I primi 'battiti' dell'esperimento Cuore nei Laboratori Nazionali del Gran Sasso dell'Istituto nazionale di Fisica Nucleare (Infn) stringono il cerchio intorno al neutrino di Majorana, l'ambigua particella che sarebbe anche l'antiparticella di sé stessa: i risultati sperimentali ottenuti nei primi due mesi di attività, pubblicati sulla rivista Physical Review Letters, vincolano in modo sempre più preciso la tempistica con cui dovrebbe avvenire il processo fisico che potrà dimostrare la vera natura dell'elusivo neutrino, cruciale per spiegare l'asimmetria tra materia e antimateria nell'Universo e aprire una nuova finestra oltre la teoria di riferimento della fisica delle particelle elementari, il Modello Standard.

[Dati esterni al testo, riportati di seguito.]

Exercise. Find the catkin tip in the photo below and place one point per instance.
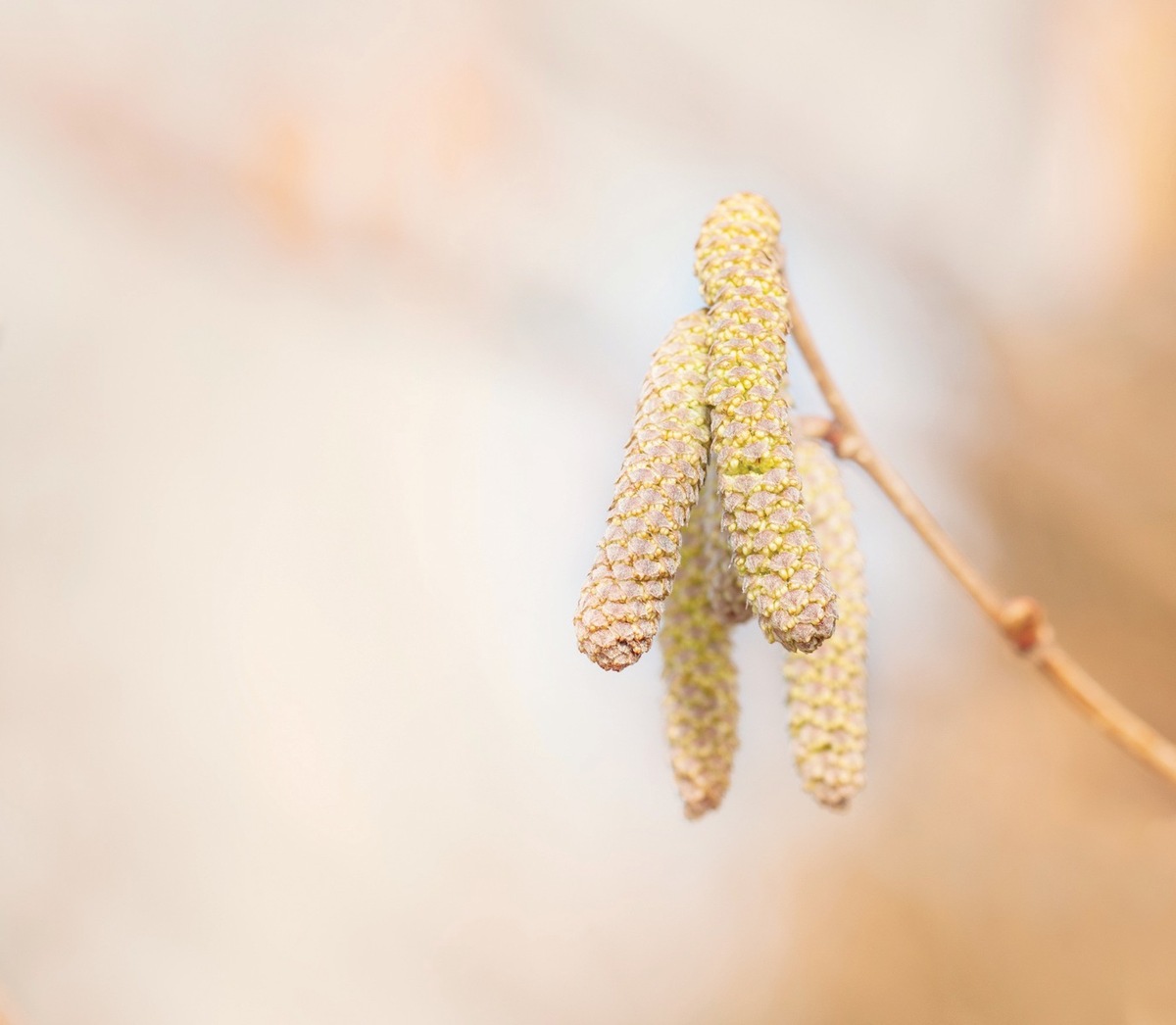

Il modo più promettente per verificare l'esistenza della particella ipotizzata da Majorana poco primadella sua scomparsa consiste nell'indagare il fenomeno che avviene quando, all'interno dell'atomo, due neutroni si trasformano in due protoni, emettendo due elettroni e due antineutrini: chiamato doppio decadimento beta, il processo sarebbe possibile anche senza l'emissione di neutrini, proprio a causa dell'ipotetica coincidenza tra neutrino e antineutrino.

"Osservare questo fenomeno è come cercare un ago nel pagliaio", spiega il responsabile scientifico dell'esperimento CUORE, Oliviero Cremonesi, dell'Infn. "Quando si cerca un processo di cui non è certa l'esistenza, i contorni della ricerca non sono ben definiti: per questo allestiamo esperimenti sempre più sensibili, in modo che la probabilità di osservarlo diventi sempre più alta".

In base ai primi risultati di CUORE (Cryogenic Underground Observatory for Rare Events), i fisici hanno stimato che un singolo atomo di tellurio dovrebbe dar vita ad un doppio decadimento beta senza (anti)neutrini all'incirca una volta ogni 10 settilioni di anni, cioè un numero di anni pari 1 seguito da 25 zeri. "Per questo stiamo osservando un numero ancora superiore di atomi, in modo da avere una probabilità finita che uno di essi possa decadere nel tempo in cui lo teniamo sotto osservazione", spiega Cremonesi. "Entro i prossimi cinque anni dovremmo vederne almeno cinque: se ciò non accadrà, dovremo rimandare tutto ad un altro esperimento più sensibile".